= Passion of the Sixty Martyrs of Gaza =

Palestinian hagiography text

The Passion of the Sixty Martyrs of Gaza is a hagiography text pertaining to the martyrdom of sixty Byzantine soldiers at Gaza. Contrary to many hagiographies in which martyrs were killed for religious reasons, martyrs had also died for either military, political, or non-religious reasons such as in the Passion of the Sixty Martyrs of Gaza. Palestine's history during Muslim conquest in the Greek original Passion of the Sixty Martyrs of Gaza contains unique details of significant events along with Jerusalem's early occupation by the Muslims. The text is also an early witness to many of these events predating Theophilus of Edessa, even contradicting him such as Gaza's surrender on a different date and the circumstances leading to Sophronius's death.

== Narrative overview ==
Captured in Gaza (est. 639 AD), the first group of ten soldiers were executed at Jerusalem (est. November 11) for refusing to convert to Islam by the order of Ammiras, an Arab commander possibly identifiable as Amir ibn Abdallāh al-Jarrāh. Likewise, the second group of fifty soldiers were executed at Eleutheropolis (est. December 17) by the orders of Arab commander Ambrus who is possibly identifiable as Amr ibn al-Āș. Prior to the death of the fifty, Sophronius had ministered to the group who were imprisoned, to be steadfast; not a single soldier converted to Islam. Sophronius was later executed, possibly, because of events leading to the collapse of the first mosque at the Temple Mount.

== Manuscripts ==
Deriving in some way from the Greek but with issues, the two Latin recessions Story of Saint Florian and his companions and the Passion of the sixty were transmitted separately, yet are witnesses to the same text. The Greek original is not extant. The Passion of the sixty was evidently translated directly from a Greek text though, and contains incomplete sequences of events from either the Greek text or from the translation. It survives in a single tenth-century manuscript and has a simple narrative with no miraculous events.

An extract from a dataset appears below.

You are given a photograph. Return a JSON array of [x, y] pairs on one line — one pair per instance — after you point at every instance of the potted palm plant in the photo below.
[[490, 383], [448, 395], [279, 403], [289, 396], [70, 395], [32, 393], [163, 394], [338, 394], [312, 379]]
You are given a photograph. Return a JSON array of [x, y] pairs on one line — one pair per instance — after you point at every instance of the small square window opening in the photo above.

It contains, though partially corrupted, significant details not present in the Story of Saint Florian and his companions such as all the names of the martyrs as well as the names of their military units Voluntarii and Scythae. It did not conclude with the death of Sophronius in Jerusalem, but instead, with the deaths of the fifty soldiers at Eleutheropolis. The Story of Saint Florian and his companions evidently presents reworking, not from a Greek original, but an older Latin text. It contains the original conclusion with the death of Sophronius but is referred to as Florian in the text. The anonymous author states in the beginning of the text, with no indication of translating, that the passion of the martyrs was discovered in ancient manuscripts. The text survives in two fifteenth-century manuscripts and, unlike the Passion of the sixty, it does not contain the names of the martyrs and their military units. It does, however, include unique miraculous events throughout the narrative. For these reasons, historians reject the Story of Saint Florian and his companions in favor of the older text.

== Bibliography ==
- Bonner, Michael (2017). "Arab-Byzantine Relations in Early Islamic Times"
- Pratt, Douglas (2020). "Christian-Muslim Relations. A Bibliographical History, Thematic Essays (600-1600"
- Thomas, David Richard (2009). "Christian-Muslim Relations: A Bibliographical History (600-900)"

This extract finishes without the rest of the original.